A short drive and we were at Mehla Chowk. Two old women were winnowing paddy on the roadside. The moment we stopped the car, they, too, stopped work. The driver and I had to use all our persuasive skills, which amounted to virtual begging, to get them to restart their work.

A short drive and we were at Mehla Chowk. Two old women were winnowing paddy on the roadside. The moment we stopped the car, they, too, stopped work. The driver and I had to use all our persuasive skills, which amounted to virtual begging, to get them to restart their work.

Lest the women should have second thoughts, I clicked them in a hurry. They must have realized that taking their photographs did not expose them to any risk. The more aggressive of the two suddenly became apologetic and told me, “We are poor people. This is the waste material that we collected from the mandi. It is mostly husk. We winnow it and recover whatever little broken grain it contains. We know you will send these photographs abroad and get a lot of money but we are poor people who survive on the leftovers”.

Her comment moved me only when the driver translated the words into Hindi. The mandi nearby was a beehive of activity. Tractors were unloading grain, which after winnowing and weighing was being packed in gunny bags.

It was the fifth day since paddy had begun arriving at the mandi. It would continue for another 10-12 days. One of the farmers was more interested in finding out which television channel I represented than answering my simple queries. He wanted to know the channel’s name so that he could check the transmission.

One of them seemed to have a great photographic sense as he sat on the grain bags at such an angle that the photograph met all the requirements of good composition. He was so pleased with the picture that I had to struggle out of his invitation to have a cup of tea with him.

BIG BLOT: The ban on burning of paddy residue is flouted at many a place

It was harvesting time in Malwa. Huge harvesters, the kind of which I had never seen, crisscrossed on the main road. I wanted to see a harvester in operation. We did not have to drive long to find a harvester at work near the highway. Operated by one person, the harvester did many things at the same time.

It cut the plants and threshed them. While the grain is stored in a container on the machine, the hay is thrown out. It did such a neat job that the bundle of hay that I checked did not have even a single grain.

At the press of a button, the grain is pumped out through a pipe into a tractor-trailer to be transported out of the field. The multi-tasking machine does a quick job, depriving many laborers of employment. With labor cost hitting the ceiling, there is no alternative to mechanization. Farmers need not even own the harvester as they can hire it.
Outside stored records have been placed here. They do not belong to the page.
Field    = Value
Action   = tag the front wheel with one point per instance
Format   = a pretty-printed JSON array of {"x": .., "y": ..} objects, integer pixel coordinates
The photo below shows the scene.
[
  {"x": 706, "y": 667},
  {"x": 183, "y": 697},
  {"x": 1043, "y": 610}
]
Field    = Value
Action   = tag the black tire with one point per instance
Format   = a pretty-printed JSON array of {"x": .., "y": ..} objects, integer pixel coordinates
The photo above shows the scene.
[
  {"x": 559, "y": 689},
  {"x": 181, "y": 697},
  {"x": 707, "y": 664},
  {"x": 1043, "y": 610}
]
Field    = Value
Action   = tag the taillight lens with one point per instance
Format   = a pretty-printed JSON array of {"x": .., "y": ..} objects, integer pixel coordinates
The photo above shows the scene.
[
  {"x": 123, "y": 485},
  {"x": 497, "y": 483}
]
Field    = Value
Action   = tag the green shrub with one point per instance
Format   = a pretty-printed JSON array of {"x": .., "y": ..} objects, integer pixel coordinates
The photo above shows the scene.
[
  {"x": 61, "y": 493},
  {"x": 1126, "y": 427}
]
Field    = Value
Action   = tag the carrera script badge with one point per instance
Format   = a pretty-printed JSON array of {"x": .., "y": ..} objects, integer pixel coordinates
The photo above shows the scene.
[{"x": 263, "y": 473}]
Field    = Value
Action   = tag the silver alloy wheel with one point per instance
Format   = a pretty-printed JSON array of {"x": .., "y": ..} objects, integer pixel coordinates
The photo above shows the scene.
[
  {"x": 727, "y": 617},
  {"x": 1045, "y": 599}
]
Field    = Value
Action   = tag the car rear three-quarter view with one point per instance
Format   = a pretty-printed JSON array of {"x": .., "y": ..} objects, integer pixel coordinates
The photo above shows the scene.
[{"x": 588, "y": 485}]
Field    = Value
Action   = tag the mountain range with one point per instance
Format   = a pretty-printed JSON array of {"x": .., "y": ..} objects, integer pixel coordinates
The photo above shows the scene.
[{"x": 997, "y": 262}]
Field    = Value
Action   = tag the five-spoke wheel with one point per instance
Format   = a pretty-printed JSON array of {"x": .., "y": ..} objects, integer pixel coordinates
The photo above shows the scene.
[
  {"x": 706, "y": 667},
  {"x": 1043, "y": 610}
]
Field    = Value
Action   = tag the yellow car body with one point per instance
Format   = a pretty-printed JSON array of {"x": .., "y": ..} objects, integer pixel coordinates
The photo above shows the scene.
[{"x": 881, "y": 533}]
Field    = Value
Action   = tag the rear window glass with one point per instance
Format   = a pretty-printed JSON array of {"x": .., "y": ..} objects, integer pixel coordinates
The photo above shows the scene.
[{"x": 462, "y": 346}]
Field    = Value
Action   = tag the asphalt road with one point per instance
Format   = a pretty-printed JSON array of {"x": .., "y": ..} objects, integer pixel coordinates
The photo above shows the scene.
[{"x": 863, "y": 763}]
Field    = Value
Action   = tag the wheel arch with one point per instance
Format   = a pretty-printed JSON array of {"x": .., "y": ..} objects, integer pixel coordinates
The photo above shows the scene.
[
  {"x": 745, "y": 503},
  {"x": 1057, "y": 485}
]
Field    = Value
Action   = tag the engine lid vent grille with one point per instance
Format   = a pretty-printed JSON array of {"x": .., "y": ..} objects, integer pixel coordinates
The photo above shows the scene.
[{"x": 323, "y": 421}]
But for those who hold small farms where every family member works side by side with hired labor, harvesting is still done the manual way. Now, they too find it economical to hire harvesters. Thus, Punjabi farmers doing the bhangra on the fields during the harvesting season is more in the imagination than in reality. Machines have already replaced man.

Bhavanigarh is a small, non-descript town in Sangrur district. We would have sped past the town but for an unusual sight. I saw little shops selling miniature trucks, cars, buses and tractors on the roadside. Generations of carpenters and artisans in the area have been making these toys, which are unique in many ways.

They are not like the remote-controlled Chinese trucks and cars that run and stop at the touch of a button for as long as God knows. The Bhavanigarh truck, pulled by a string, runs as fast as the child runs and it does not need any battery or lubrication. The child can fill it with his goods and carry it from one room to another or around his house.

The child will eventually outgrow the truck, which he can keep for his own child. And all this for a small price! The artisans have also begun making metallic tractors. “However, to get the feel of Bhavanigarh, you should buy a wooden toy”, advised a shopkeeper. Alas, I did not remember my colleague-cum neighbor’s daughter, who would have loved to receive one, when hunger and exhaustion forced me to return to the car and continue the journey back to Chandigarh.